Io provai a trattenermi, a cercare di calmarmi ed eliminare la rabbia dentro di me, ma quelle parole, che mi risuonavano nella mente come un'eco, non facevano che fomentarla. Me ne ricordavano delle altre che aveva pronunciato soltanto la sera prima: io e la mia ragazza stiamo cercando casa.

E così scoppiai: «mi stai prendendo in giro?!».

Fede spalancò gli occhi, come fosse spaventato dalla mia reazione. D'altronde quando stavamo insieme non aveva incontrato quel lato di me.«No, perché dici questo?».

«Perché dico questo?!», urlai, fermandomi d'improvviso di camminare. Sentivo le guance avvampare e avevo la netta sensazione di non avere un bell'aspetto.«Vuoi farmi fessa, tu? Io non sono come pensi!».

«Sabry, io...», tentò di difendersi, ma lo fermai prima che potesse parlare.«Non c'è bisogno che ti dica perché sono arrabbiata, sono sicura che lo sai benissimo... e la tua ragazza dovrebbe solo ringraziarmi!».

«Se è lei che ti preoccupa, puoi stare tranquilla: so essere discreto, nessuno verrà mai a saperlo e poi...», mi lanciò uno sguardo intenso,«si tratta solo di qualche uscita insieme».

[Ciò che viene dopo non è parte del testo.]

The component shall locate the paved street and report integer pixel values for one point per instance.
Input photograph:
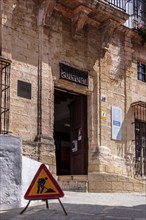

Non fu difficile carpire dal modo in cui mi guardava che non si sarebbe trattato solo di qualche uscita innocente. Forse, provava davvero qualcosa per me, ma non era sicuramente amore né amicizia; desiderava qualcosa che io non avevo nessuna intenzione di dargli perché per me sarebbe stato solamente squallido e autolesionistico.

Sentivo la rabbia pulsarmi nelle vene e annebbiarmi il cervello.«Sei proprio uno stronzo! Ora ho capito che cosa vuoi da me e ti dico una cosa: non avrai proprio nulla, né ora né mai, ficcatelo bene in quella testa di cavolo che ti ritrovi!». Le parole mi erano uscite dalla bocca come un fiume in piena, senza filtri e, senza nemmeno che me ne accorgessi, gli avevo sputato in faccia tutto il dolore e la rabbia che mi aveva fatto provare da quando c'eravamo lasciati.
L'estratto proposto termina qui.